Mr. Russell, the host and adopted member of the Family, was fifty-two. He did not know Jay, having only lately been culled by Mrs. Gustus—that assiduous collector—and placed in the bosom of the Family. She had found him blossoming unloved in the wilderness of a War Work Committee. He was well informed, yet a good listener; perhaps he possessed both these virtues to excess. At any rate Mrs. Gustus had decided that he was worthy of Family friendship, and, being naturally extravagant, she conferred it upon him with both hands. Mr. Russell was married to a woman who had not properly realised the fact that she was Mrs. Russell. She spent her life in distant lands, helping the world to become better. At present she was understood to be propagating peace in the United States, and was never mentioned by or to her husband. My first impression of Mr. Russell was that he was rather fat, but I never could trace this impression to its origin. He had not exactly a double chin, but rather a chin and a half, and the rest of him followed this moderate example. His grey hair retired in a pronounced estuary over each temple, leaving a beautifully brushed peninsula between. He had no sense of humour, but hid this deformity skillfully. Hardly anybody knew that he was a poet, except presumably his dog. He often talked to his dog; he told it every speakable thought that he had. This was his only bad habit. Occasionally his dog was heard to reply in a small curious voice proceeding also from Mr. Russell.
These four people looked out at Kensington Gardens, which were rejoicing in the very babyhood of the year. The naked trees were like pillars in the mist, the grass was grey and whitened to the distance, the world had mislaid its horizon, and one’s eye slid up without check between the trees to where the last word of a daylight moon whispered in the sky.

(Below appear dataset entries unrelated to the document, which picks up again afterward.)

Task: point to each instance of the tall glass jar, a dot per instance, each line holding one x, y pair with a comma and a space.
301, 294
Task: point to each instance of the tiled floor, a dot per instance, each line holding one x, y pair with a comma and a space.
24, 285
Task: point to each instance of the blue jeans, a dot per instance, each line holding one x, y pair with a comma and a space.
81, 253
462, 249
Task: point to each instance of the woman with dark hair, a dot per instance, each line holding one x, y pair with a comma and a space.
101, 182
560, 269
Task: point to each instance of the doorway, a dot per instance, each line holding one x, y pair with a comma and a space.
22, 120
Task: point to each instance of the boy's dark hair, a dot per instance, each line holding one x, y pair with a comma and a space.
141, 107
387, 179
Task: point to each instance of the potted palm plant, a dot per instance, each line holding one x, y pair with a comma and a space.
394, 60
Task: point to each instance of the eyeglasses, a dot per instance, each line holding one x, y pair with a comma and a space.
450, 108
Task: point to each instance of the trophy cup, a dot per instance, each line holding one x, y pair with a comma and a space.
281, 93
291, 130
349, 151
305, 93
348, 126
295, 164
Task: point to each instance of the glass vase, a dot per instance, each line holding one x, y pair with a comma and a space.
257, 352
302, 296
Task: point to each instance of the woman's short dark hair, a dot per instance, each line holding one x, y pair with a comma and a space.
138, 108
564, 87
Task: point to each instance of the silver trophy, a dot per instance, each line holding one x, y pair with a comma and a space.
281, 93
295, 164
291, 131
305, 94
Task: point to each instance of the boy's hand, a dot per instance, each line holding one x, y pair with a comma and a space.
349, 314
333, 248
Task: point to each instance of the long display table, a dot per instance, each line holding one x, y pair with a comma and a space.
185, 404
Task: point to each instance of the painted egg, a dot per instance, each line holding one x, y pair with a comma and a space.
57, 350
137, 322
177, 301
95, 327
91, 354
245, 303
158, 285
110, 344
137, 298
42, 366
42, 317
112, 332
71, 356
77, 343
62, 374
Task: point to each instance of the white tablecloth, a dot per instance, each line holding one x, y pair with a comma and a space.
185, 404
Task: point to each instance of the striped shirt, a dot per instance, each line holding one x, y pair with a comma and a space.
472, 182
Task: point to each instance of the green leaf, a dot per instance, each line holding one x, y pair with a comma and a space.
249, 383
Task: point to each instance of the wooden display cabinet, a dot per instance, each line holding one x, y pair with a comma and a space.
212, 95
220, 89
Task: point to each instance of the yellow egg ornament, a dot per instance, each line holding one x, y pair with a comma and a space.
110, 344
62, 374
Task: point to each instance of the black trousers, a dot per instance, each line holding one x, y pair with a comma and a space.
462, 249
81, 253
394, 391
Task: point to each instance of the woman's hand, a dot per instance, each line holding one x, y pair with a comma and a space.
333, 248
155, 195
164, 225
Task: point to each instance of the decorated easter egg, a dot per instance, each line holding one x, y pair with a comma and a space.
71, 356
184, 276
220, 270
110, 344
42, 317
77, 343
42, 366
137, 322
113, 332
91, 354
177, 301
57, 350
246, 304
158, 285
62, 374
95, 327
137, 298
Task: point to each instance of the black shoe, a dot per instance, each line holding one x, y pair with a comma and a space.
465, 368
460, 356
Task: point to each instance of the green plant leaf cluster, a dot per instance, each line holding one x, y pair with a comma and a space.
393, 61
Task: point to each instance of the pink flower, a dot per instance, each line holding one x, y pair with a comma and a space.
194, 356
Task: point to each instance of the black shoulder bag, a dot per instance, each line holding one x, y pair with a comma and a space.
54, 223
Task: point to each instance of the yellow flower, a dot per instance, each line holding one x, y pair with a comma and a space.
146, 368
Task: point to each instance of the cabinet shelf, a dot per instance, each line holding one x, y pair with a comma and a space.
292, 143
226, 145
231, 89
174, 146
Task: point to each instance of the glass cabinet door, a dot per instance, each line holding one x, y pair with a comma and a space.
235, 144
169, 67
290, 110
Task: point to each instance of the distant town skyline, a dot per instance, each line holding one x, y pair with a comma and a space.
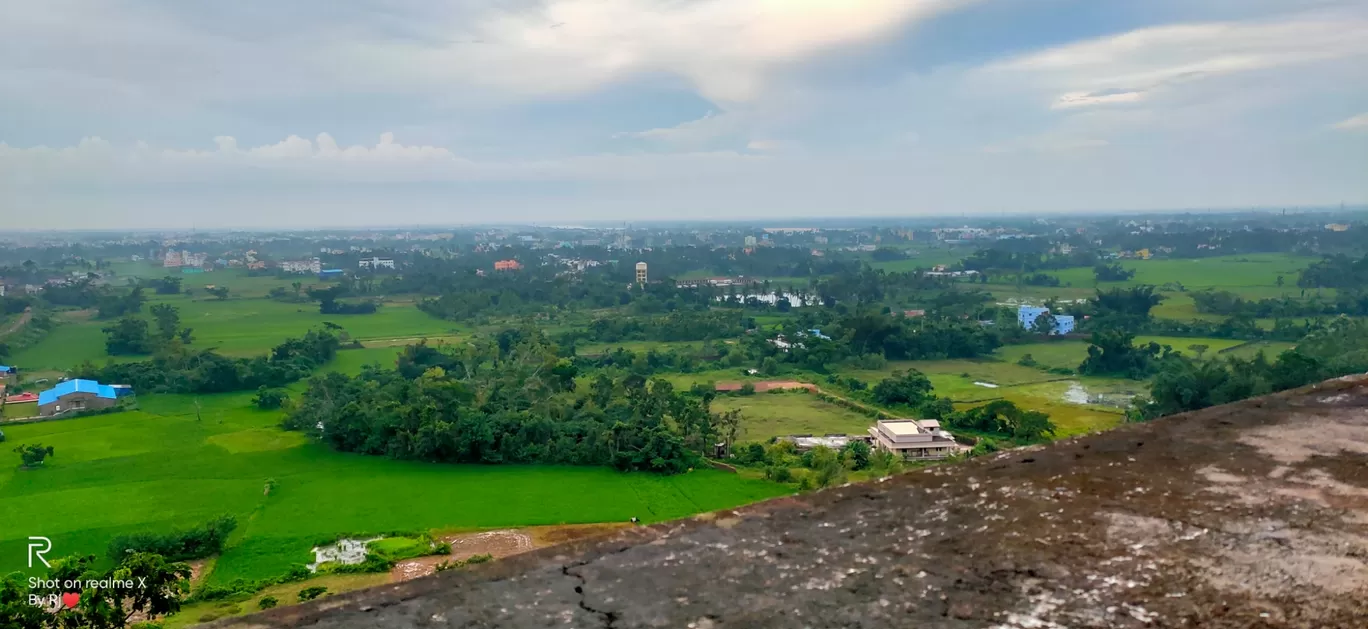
244, 115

“I glory in a view that dispenses with colour,” said Mrs. Gustus severely. She always spoke as though she were sure of the whole of what she intended to say. When she did hesitate, it only meant that she was seeking for the simplest word, and she would cap her pause with a monosyllable as curt as an explosion.
But glory is the right word, I think, for London in some moods. Do you know the feeling of a heart beating too high, when you see the great cliffs of London under rain or vague sunshine, or rising out of yellow air? Do you ever want, as I do, to stand with arms out against the London wind, and shout your own unmade poetry on the top of a ’bus? With this sort of grotesque glorying does London inspire me, so that I spend whole days together feeling that the essential I is too big for what encloses it.
Anonyma never felt like this. She often spoke the right word, but she nearly always spoke it coldly.